Soruşturmayı yürüten akademisyenlerin bile öğrencilere hangi sebepten soruşturma açıldığını anlamadıklarını söyleyen avukat Semih Taşcan, “Emniyetin yaklaşık 35 öğrencinin görüntülerini Dokuz Eylül Üniversitesi Rektörlüğü’ne teslim ettiğini ve bunun sonucunda öğrencilere soruşturma açıldığını öğrendik. Öğrencilere giden soruşturma yazılarında, YÖK Disiplin Yönetmeliği’nin hangi maddesi uyarınca savunma istendiği veya öğrencilerin hangi hareketlerinden dolayı savunma istendiği yazmıyor. Ege Üniversitesi önünde ve Hasanağa Bahçesi’nde toplanılarak yapılan faaliyetler gerekçe edilerek savunma istenmiş. Çok muğlâk bir ifade var, her bir öğrenciye atfedilen hareketin ne olduğu açıkça yazılmalı. Bu şekilde savunma hakkı da ihlal ediliyor. YÖK disiplin kurulu yönetmeliğine baktığımızda kınama, uyarı ve uzaklaştırma cezalarının hangi durumlarda verilebileceği net şekilde ifade ediliyor. Bunlar çoğunlukla üniversite içerisindeki faaliyetler. Ancak üniversite dışındaki böyle bir faaliyetin cezası yönetmelikte yok” dedi.

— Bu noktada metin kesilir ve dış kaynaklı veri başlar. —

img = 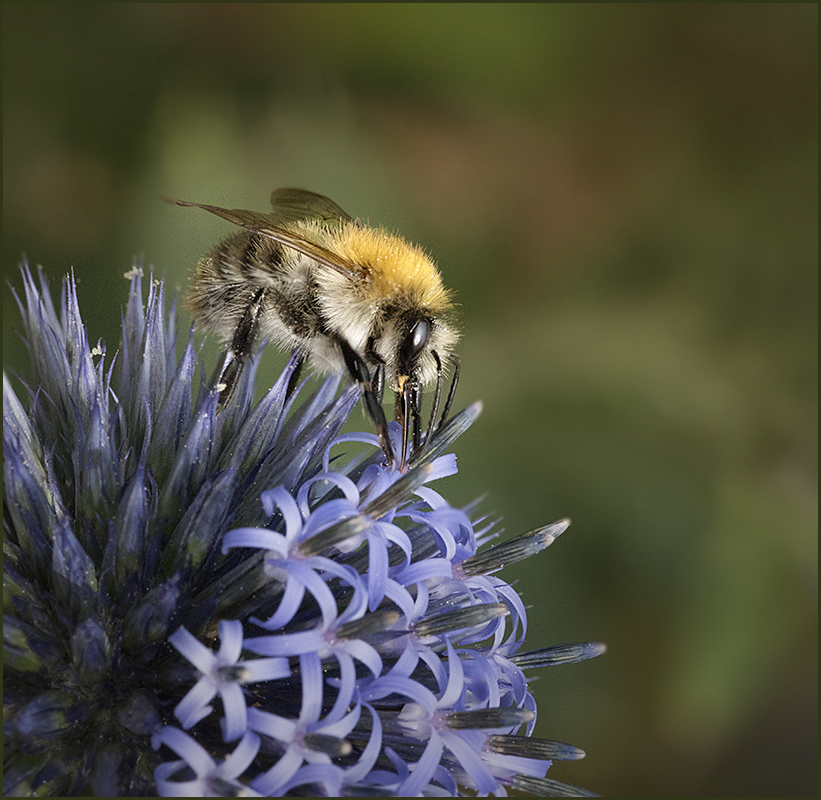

Suçlamaların tamamının hukuka aykırı olduğunu vurgulayan Taşcan, “Polisin üniversiteye gönderdiği yazılarda öğrencilerin çeşitli örgütlere üye oldukları bildirilmiş. Bunların çoğu gerçek dışı olmasının yanında yasal parti ve dernek gibi kurumlar da yasa dışı örgüt gibi yansıtılmış. Böylece polis öğrenciler hakkında fişleme yaptığı yetmezmiş gibi üniversite nezdinde de öğrencileri terörize etmeye çalışıyor. Disiplin mekanizmasının öğrenciler aleyhine işletilmesini sağlamak için bu şekilde fişleme yaptıklarını düşünüyorum. Üniversitenin polis yönlendirmesiyle öğrencilere karşı uyguladığı baskı ve yıldırma politikasının bir parçası olan fişleme işleminden ibaret. Hukuka aykırı bir başka durum da bazı öğrencilerin kendi adresleri üniversite kayıtlarında olmasına rağmen soruşturma açıldığına dair yazıların ailelerinin adreslerine gönderilmiş olması. Bu şekilde yetişkin bireylerin özel hayatlarının gizliliği ihlal edilmekte ve adeta öğrenciler ailelerine ihbar edilmekte” diye konuştu.